Nguyen KY Com Tam “You eat what takes you in; what ensnares your senses,” as Anthony Bourdain would say. I couldn’t resist the smell of freshly grilled porkshops on my way to the Buddhist temple (yes the hypocrisy). Notice in the a large industrial fan above the grill – a food industry guerrilla tactic that never fails. Walk in and take a seat (no consent required) and order cơm tấm bì sườn chả (an abbreviation for broken rice, shredded pork, pork chop, and steamed egg / meat soufleé). Garnishes include pickled greens, scallions in oil, and topped with fish sauce in garlic, lime, and chilies. You can also request for a warm compliment of pork broth with your meal, altogether for a whopping total of $1.50 US.
Bún Riêu Cua Ốc Chợ Võ Văn Tần In the hunt for the last meal of my food tour I discovered the Vietnamese Diagon Alley. Let’s call it the Saigon Diagon Alley. It was in every practical sense magical.
I approached a narrow passage where the whirr of the motorbikes suddenly went dead and all was quiet. Eerily quiet….like a spell had been cast I was the only muggle to notice. The rain ceased and a pink sun finessed its rays through dementor-like clouds. Colorful animals strutted freely and vendors displayed goods which resembled Snape’s potion stores.
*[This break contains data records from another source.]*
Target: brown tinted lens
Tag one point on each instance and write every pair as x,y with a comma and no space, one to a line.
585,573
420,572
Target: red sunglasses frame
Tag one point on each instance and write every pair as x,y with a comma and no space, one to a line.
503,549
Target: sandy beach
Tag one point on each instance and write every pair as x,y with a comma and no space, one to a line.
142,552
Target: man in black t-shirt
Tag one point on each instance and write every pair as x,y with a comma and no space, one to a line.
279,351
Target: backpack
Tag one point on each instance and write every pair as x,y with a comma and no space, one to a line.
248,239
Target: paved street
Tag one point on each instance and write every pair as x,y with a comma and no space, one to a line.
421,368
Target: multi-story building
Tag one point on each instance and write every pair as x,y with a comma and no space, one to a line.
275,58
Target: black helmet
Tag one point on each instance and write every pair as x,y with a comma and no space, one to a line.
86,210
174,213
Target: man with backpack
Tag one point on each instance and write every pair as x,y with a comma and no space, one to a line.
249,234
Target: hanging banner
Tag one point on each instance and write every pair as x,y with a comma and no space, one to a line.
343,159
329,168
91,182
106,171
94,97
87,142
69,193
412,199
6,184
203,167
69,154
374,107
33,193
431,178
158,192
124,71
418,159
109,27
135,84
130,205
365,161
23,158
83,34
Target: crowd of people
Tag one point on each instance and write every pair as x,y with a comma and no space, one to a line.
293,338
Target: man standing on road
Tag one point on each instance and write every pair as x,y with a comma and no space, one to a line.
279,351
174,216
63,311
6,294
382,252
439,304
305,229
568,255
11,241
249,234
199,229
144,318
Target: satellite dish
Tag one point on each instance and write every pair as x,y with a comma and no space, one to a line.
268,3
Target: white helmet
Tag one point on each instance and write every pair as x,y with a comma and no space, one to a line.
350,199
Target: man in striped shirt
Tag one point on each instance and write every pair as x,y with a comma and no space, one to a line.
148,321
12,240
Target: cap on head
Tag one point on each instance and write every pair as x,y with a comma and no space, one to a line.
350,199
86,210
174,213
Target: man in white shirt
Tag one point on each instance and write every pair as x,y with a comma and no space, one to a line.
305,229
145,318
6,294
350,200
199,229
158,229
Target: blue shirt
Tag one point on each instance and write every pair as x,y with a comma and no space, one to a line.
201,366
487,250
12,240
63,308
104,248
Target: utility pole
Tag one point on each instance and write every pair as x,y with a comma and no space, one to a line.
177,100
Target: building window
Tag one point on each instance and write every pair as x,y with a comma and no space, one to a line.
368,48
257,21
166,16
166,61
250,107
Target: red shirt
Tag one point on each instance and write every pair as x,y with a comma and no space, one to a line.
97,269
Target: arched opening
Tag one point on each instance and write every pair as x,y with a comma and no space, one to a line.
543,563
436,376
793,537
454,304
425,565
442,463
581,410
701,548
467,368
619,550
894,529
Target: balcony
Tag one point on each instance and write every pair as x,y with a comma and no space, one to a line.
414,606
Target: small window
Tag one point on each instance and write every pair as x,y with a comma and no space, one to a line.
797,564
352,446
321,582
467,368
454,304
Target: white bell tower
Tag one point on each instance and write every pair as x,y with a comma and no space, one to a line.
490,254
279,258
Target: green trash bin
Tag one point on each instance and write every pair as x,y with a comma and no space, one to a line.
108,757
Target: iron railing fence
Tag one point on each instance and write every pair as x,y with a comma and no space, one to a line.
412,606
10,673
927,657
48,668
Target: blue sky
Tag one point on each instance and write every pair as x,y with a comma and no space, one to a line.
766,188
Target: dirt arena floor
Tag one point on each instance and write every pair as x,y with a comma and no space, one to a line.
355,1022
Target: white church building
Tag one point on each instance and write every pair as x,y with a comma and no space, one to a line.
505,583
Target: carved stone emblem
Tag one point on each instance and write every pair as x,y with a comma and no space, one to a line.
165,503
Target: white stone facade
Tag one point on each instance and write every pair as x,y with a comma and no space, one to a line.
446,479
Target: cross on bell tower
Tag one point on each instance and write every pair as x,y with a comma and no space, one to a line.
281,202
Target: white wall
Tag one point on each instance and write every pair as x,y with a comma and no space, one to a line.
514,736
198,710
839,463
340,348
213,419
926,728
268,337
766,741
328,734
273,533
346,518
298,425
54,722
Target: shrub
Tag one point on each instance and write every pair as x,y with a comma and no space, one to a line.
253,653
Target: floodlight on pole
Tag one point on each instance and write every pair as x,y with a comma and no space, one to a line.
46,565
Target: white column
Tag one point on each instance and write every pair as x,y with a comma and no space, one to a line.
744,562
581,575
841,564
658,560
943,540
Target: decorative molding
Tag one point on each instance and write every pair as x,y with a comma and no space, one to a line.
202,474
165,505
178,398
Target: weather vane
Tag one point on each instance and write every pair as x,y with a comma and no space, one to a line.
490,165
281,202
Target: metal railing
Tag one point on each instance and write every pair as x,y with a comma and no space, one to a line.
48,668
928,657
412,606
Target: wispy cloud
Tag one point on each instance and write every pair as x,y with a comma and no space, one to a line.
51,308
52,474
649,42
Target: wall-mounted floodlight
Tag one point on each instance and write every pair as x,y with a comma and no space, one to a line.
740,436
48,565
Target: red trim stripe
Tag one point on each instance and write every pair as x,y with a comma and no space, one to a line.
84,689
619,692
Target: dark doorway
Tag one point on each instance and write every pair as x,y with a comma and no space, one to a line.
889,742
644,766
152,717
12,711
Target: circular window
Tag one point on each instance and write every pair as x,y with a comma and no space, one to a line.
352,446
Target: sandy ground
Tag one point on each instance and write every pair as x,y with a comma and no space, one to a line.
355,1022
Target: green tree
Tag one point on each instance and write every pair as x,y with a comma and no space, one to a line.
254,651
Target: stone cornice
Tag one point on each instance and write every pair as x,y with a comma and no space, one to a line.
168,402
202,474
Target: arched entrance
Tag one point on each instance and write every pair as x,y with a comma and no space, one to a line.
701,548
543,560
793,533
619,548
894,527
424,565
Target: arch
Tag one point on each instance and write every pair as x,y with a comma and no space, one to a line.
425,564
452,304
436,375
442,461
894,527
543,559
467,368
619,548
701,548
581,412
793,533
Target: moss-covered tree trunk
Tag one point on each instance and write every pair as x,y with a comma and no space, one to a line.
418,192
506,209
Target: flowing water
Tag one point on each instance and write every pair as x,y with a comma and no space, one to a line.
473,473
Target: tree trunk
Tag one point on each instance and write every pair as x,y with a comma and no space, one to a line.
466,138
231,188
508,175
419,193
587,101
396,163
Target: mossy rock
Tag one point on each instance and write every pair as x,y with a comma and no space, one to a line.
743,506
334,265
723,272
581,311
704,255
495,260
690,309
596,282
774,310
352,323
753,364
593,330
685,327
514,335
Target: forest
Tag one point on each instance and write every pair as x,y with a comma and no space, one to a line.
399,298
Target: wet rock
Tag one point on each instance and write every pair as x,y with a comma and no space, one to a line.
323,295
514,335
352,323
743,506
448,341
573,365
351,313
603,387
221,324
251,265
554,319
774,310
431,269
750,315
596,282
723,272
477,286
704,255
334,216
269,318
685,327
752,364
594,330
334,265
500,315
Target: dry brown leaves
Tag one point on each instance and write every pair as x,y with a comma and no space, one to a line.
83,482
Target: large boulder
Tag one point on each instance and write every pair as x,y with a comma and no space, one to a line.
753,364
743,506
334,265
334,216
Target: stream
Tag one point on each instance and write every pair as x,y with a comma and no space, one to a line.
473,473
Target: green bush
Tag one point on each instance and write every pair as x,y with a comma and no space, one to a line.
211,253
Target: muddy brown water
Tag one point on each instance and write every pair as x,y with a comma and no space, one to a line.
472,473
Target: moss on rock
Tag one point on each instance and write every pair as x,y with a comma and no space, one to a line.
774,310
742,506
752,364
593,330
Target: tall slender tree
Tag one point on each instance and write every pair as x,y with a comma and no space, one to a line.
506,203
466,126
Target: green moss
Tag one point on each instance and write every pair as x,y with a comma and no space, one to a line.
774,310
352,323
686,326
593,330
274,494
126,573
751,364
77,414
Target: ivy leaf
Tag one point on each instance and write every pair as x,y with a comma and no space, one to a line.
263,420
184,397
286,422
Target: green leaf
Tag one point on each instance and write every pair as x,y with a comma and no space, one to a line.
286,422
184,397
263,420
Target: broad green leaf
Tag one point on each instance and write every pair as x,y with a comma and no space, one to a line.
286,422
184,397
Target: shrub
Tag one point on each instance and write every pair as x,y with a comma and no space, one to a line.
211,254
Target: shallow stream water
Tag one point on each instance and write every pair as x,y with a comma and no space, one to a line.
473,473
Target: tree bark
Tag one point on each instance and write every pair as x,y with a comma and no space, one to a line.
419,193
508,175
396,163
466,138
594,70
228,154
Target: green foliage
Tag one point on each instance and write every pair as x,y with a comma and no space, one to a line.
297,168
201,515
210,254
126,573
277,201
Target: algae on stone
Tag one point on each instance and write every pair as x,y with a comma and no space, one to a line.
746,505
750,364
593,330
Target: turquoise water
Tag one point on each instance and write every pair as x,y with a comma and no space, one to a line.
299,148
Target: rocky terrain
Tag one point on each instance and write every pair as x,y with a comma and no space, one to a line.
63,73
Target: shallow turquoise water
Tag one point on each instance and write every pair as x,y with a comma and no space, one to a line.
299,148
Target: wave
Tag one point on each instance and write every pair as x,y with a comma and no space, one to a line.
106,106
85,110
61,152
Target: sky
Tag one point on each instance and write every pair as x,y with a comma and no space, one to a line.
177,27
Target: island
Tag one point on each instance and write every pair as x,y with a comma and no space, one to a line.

It was here on my last day, when I felt the closest to this country, its people, and its food. It hit me hard. Tears welled and I understood why both visitors and transnationals are so moved by the magic of this place. When you see and experience a way of living so different from your own, you realize
how much could be done differently and maybe even how narrow your own life has been. Like Harry Potter, Vietnam became my Hogwartz, and somehow in the course of an 11 day visit, my life had changed.
Bún Riêu Cua Ốc Chợ Võ Văn Tần Known as the Seafood Soup Lady, this woman’s bowl of broth and noodles will blow your taste buds. Each day she
starts at 4am to prep her ingredients, specializing in minced freshwater crabs and escargot. The base starts with garlic, tomatoes, tamarind paste, shrimp paste, minced crabs, fish, and fish sauce. Lots of fish sauce. While the broth stews, she prepares her hand made crab cakes and congealed pig’s blood (darker squares below). Slowly she adds her snails and generous cuts of steamed pork rolls to slow boil and simmer. Separately she has a team prep all the noodles and sides, including finely cut red cabbage, banana flowers, basil, raw water spinach, and bean sprouts. Each order of noodles she steeps and drains in a separate pot of broth before laying on individual components and slowly adding broth. Think of this dish as an uncensored savage bowl of bouillabaisse with noodles.